Of the 23 books I’ve reviewed in 2009, two novels stand out unambiguously. The best non-fiction titles are less clear, but it’s possible to make a tentative selection.
The top novel for me was Joseph O’Neill’s Netherland (Vintage), and it was also the best book I read in 2009. It’s a feat of synthesis and evocation, and its guiding principles are aesthetic and stylistic rather than historical or social. Nostalgia, comedy and melancholy mix, and although the ostensible subject is cricket as played in New York City, the book also encapsulates confidence tricksters, an androgynous waif, a public procession, Holland, India and the London Eye. But it’s a love of New York that dominates the book, leading some critics to dub it the best thing that’s happened to US fiction in a decade.
Second came Ian Buruma’s The China Lover (Penguin, US). It follows the career, in fictional form, of the endlessly re-inventing Yoshiko Yamaguchi (aka Otaka Yoshiko, Shirley Yamaguchi, Ri Koran and Li Xianglan), film star and receiver of Japanese cinema’s first ever on-screen kiss.

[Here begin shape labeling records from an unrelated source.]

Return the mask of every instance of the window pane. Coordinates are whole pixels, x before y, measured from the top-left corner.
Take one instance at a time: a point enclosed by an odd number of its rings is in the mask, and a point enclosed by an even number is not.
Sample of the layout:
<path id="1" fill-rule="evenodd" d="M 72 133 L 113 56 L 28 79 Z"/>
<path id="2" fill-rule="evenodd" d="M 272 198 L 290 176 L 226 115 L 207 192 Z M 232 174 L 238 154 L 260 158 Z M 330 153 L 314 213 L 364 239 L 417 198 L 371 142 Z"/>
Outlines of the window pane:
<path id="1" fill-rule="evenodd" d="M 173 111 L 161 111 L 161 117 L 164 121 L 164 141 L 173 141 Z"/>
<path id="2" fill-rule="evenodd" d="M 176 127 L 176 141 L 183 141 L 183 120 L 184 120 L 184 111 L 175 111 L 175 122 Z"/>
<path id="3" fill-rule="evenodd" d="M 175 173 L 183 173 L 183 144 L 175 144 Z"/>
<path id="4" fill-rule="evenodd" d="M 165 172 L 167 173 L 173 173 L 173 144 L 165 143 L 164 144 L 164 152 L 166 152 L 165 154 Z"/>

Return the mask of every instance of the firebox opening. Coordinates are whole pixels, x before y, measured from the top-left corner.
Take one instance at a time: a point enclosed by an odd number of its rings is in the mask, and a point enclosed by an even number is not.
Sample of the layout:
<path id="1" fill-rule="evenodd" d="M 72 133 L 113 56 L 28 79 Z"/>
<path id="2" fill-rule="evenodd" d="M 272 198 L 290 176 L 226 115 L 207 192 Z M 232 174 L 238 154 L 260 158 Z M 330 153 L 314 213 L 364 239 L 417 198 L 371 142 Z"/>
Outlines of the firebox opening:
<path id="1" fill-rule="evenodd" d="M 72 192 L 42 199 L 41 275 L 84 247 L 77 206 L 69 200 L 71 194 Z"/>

Using three different narrators, seasoned Japanophile Buruma depicts both the performer and the country with a perceptive affection, seeing both as capable of remarkable feats of self-renewal, and surveying half a century of Japanese cinema in the process. It’s a skillful balancing act, essentially researched history but highly competent as fiction as well. And Buruma’s knowledge of Japan is so extensive that he brings off the transformation with aplomb.
Political books about Asia made a strong showing. Mike Chinoy’s Meltdown (St Martin’s Press) is an account of relations between the US and North Korea, something Chinoy witnessed in person as a Korean-speaker and longtime correspondent in the region. It’s heavily critical of the handling of the situation by former US president George W. Bush’s administration, but also contains a large amount of information on North Korea over the last 20 years, together with many insights backed up by an in-depth understanding.
Lastly, Xianhui Yang’s (楊顯惠) Woman From Shanghai (上海女人—中國勞改場倖存者的故事) (Pantheon) is a heart-wrenching but highly readable account of one of China’s re-education camps for “Rightists” during the late 1950s. Told through the mouths of former inmates lucky enough to have survived (most didn’t), it’s shaped as 13 short stories, each as vivid as it is horrific. It’s the debut in English of revelations that first rocked China several years ago.